The whole congregation saw it, too. They all knew my kids were struggling. They all knew I was struggling. And they all saw him walk in and save the day. They know his schedule, and they know of our situation, and so many people told me afterwards what a beautiful sight it was to see him come.
It gets better. I can't condone what he did next, but I will be forever grateful that he did. He got #5 to go to sleep and just before I taught my Sunday School class, he took him home and spent the rest of church cleaning the house. When I walked in after church, the living room, kitchen, hallway, and bathroom were spotless. I cried in his arms for 10 minutes and then we made lunch together. Later we hid eggs outside for the kids (with pennies in them). And now, I'm sitting on the couch next to him, writing this story as we watch Music and the Spoken Word. Actually, he just switched it. He watching the Mavericks game. Whatever.

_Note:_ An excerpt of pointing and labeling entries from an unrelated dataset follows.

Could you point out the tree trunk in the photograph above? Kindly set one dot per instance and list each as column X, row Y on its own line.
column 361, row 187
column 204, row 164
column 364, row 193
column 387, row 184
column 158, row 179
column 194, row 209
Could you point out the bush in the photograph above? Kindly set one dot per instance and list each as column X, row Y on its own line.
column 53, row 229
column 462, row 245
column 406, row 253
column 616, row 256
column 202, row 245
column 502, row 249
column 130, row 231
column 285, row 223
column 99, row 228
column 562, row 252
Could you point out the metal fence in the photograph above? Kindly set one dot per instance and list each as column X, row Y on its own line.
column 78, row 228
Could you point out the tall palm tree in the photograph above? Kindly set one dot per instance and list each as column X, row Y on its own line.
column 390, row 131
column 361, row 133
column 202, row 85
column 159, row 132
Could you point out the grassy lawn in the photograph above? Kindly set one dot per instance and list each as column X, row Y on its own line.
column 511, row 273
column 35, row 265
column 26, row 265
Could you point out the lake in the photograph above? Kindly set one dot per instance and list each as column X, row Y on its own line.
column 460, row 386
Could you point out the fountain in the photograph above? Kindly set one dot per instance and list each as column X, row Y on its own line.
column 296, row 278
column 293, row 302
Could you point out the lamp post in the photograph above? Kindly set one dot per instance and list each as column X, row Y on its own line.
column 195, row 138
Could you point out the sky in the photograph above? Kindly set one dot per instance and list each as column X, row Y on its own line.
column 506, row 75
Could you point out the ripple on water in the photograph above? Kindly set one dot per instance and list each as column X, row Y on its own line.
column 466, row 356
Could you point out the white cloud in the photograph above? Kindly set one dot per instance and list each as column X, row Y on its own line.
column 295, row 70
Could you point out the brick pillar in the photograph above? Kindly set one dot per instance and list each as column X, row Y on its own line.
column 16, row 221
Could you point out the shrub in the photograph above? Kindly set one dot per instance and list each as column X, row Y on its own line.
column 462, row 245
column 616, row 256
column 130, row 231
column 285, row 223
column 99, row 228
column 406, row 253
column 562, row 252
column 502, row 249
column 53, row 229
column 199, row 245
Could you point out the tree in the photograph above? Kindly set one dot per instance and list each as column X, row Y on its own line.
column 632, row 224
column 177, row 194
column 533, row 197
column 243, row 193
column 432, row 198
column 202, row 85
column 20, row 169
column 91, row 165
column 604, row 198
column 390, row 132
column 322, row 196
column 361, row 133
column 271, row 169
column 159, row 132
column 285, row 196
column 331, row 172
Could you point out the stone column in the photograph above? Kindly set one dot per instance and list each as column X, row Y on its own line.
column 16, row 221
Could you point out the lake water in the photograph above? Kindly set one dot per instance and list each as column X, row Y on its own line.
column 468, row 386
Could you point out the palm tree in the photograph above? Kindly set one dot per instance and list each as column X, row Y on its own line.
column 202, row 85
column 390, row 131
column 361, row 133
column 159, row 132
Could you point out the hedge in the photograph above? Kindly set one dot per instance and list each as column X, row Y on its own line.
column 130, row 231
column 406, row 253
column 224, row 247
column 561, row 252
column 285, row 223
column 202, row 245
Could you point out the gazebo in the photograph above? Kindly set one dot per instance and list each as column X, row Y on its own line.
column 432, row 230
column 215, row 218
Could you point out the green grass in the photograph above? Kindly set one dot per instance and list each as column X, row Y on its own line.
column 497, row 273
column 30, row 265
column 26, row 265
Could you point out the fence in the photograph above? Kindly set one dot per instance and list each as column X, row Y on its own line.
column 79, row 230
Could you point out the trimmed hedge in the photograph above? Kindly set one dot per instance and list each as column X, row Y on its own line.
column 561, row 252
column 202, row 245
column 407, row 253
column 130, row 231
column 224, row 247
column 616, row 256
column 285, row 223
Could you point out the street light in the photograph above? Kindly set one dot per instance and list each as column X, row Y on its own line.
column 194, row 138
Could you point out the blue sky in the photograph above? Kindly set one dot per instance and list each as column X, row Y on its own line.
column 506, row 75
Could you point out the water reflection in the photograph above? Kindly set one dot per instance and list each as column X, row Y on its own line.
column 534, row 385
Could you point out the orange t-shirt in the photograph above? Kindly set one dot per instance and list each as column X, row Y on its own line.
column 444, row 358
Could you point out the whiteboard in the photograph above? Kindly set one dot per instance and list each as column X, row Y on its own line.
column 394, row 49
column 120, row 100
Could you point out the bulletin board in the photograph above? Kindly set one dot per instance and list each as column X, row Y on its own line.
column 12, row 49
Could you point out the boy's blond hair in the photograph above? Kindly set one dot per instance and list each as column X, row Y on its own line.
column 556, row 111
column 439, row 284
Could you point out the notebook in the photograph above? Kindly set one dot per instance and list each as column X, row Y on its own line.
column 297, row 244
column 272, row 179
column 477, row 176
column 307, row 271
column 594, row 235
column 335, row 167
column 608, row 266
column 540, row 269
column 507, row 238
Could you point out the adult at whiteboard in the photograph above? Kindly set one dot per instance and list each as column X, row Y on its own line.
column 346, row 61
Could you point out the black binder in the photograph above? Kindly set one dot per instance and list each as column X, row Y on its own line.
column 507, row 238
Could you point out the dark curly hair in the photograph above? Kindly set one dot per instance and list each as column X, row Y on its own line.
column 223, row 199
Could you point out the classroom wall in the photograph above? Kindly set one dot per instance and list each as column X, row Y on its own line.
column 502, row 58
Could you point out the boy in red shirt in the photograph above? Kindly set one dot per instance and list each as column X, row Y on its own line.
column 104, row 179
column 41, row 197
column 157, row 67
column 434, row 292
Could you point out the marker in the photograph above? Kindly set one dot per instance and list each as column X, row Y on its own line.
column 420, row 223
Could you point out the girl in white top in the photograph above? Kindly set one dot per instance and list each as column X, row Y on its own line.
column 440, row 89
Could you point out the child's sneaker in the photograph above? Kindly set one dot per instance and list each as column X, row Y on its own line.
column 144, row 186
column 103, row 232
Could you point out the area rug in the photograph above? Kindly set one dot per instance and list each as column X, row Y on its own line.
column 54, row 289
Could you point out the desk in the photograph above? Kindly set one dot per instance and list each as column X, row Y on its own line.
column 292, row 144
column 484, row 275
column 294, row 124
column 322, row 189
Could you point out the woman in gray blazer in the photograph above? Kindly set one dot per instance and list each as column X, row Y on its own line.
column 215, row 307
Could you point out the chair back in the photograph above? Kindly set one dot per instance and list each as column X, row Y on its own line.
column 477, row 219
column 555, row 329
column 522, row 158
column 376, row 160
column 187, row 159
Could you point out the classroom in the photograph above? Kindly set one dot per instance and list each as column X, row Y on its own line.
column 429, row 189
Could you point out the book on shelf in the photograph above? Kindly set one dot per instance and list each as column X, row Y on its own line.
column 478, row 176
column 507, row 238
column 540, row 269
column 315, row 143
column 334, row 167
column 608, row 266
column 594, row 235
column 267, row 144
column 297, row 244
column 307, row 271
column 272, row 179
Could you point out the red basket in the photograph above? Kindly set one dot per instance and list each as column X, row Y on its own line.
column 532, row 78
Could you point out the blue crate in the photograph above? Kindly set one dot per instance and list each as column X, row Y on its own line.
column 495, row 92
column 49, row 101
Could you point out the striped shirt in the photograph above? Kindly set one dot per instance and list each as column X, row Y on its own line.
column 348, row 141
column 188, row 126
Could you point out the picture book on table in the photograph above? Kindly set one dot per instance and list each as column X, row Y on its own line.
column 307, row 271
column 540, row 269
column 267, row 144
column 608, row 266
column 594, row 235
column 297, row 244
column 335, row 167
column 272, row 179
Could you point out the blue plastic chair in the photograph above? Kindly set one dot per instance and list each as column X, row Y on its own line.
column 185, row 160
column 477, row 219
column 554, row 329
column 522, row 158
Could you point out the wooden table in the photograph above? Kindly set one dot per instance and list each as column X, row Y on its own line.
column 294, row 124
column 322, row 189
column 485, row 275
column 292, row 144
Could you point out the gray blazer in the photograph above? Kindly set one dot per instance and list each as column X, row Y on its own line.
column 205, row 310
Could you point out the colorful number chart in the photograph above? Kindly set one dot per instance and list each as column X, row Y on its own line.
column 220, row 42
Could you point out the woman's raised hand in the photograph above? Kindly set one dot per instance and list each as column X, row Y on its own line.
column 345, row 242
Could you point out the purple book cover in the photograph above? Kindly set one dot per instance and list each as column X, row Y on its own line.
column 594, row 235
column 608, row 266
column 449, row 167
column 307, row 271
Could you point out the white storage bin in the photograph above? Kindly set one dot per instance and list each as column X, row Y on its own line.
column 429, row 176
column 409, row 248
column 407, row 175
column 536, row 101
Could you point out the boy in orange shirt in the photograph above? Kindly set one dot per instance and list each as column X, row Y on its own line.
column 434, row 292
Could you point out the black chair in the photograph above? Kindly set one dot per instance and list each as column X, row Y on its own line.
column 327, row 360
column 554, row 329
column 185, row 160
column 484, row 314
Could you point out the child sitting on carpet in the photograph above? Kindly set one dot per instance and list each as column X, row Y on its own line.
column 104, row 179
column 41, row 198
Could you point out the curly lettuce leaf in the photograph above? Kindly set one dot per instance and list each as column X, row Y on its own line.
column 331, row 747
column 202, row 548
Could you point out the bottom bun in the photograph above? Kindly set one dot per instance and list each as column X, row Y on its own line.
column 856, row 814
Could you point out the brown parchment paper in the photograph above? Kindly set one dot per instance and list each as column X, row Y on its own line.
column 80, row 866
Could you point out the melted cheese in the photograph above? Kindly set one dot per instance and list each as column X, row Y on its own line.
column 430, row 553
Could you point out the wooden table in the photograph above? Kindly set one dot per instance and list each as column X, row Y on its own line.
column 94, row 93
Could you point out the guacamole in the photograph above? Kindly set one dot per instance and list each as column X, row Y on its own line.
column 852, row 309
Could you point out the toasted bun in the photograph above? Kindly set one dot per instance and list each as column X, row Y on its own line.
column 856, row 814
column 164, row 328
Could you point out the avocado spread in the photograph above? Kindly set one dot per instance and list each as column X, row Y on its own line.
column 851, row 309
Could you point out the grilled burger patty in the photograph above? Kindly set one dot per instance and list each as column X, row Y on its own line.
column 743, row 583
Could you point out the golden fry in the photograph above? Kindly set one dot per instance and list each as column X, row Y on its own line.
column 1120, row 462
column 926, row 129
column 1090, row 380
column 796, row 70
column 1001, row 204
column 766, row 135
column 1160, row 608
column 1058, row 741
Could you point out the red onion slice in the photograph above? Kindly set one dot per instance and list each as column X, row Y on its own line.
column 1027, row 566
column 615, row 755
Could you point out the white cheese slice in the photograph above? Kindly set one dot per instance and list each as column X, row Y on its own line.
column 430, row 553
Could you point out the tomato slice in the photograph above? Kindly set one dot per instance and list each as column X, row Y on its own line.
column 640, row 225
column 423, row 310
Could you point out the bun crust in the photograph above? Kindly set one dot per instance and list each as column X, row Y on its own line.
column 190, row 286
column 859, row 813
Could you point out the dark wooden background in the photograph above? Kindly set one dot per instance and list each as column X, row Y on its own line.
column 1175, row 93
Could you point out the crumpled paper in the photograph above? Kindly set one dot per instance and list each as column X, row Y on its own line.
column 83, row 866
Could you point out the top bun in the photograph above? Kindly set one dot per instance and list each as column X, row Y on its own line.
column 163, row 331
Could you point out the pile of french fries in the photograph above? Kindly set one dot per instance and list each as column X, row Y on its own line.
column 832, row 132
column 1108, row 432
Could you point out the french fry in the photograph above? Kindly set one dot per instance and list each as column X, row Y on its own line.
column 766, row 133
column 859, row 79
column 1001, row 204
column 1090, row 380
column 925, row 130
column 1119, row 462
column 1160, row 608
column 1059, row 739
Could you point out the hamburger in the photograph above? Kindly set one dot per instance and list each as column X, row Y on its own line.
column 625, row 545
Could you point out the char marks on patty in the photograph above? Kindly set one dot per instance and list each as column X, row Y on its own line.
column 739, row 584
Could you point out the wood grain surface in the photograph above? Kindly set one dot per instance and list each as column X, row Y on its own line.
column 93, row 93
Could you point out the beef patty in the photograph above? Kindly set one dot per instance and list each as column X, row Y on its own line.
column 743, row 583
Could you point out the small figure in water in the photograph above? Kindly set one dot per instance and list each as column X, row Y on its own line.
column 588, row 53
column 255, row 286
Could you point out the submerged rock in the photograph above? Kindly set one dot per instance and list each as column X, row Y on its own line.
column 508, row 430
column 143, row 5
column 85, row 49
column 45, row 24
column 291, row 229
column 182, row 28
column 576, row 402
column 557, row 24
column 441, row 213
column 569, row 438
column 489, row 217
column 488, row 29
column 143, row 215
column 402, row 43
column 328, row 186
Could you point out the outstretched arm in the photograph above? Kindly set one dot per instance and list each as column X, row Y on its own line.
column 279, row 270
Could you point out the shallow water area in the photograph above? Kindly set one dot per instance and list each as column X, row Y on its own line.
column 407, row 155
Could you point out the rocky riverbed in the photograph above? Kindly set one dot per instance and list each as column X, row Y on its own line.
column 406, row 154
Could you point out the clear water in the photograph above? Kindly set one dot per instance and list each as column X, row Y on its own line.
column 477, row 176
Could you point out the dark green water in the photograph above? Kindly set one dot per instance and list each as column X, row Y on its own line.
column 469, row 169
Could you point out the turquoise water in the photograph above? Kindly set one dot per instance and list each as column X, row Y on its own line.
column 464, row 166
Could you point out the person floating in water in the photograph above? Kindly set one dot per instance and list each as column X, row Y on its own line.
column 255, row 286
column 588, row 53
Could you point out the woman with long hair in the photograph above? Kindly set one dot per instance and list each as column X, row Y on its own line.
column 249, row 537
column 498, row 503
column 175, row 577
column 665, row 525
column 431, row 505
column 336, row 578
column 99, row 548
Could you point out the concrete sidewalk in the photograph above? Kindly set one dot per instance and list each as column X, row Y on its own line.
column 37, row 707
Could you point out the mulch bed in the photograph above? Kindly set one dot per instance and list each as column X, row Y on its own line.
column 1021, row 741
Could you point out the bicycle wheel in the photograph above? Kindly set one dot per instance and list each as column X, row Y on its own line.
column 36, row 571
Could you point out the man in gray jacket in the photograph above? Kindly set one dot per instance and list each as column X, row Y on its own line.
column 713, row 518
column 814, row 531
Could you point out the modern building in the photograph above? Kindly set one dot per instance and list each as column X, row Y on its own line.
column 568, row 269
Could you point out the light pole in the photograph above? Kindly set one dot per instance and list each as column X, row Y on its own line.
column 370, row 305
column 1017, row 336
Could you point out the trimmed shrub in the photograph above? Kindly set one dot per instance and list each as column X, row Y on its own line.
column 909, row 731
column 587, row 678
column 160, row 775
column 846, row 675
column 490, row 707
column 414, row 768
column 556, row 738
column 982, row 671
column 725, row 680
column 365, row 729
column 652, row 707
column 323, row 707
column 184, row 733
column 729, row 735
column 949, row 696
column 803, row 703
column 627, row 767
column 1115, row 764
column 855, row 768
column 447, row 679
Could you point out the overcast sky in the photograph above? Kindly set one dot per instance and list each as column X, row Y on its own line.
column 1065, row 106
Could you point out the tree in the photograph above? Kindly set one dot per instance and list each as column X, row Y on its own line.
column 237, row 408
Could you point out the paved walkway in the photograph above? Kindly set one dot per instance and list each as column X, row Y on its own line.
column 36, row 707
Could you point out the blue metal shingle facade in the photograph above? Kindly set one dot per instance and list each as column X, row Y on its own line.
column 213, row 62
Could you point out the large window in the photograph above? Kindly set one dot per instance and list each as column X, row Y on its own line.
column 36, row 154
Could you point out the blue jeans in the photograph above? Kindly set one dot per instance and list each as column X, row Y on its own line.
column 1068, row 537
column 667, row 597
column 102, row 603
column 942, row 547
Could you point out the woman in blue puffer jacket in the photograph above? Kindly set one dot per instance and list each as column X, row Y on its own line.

Anyway, there is my Easter Miracle. As I taught this morning, I have no doubt in my mind that I am important to my Heavenly Father and to my Savior, Jesus Christ. How could I not be? Christ suffered everything I have suffered. He knows how it feels to deal with Depression and loneliness and stress and sadness and despair. He loves me. And oh, dear reader, how I love Him!
For God so loved the world, that he gave his only begotten Son, that whosoever believeth in him should not perish, but have everlasting life.
Happy Easter, dear reader. May you have a glorious week!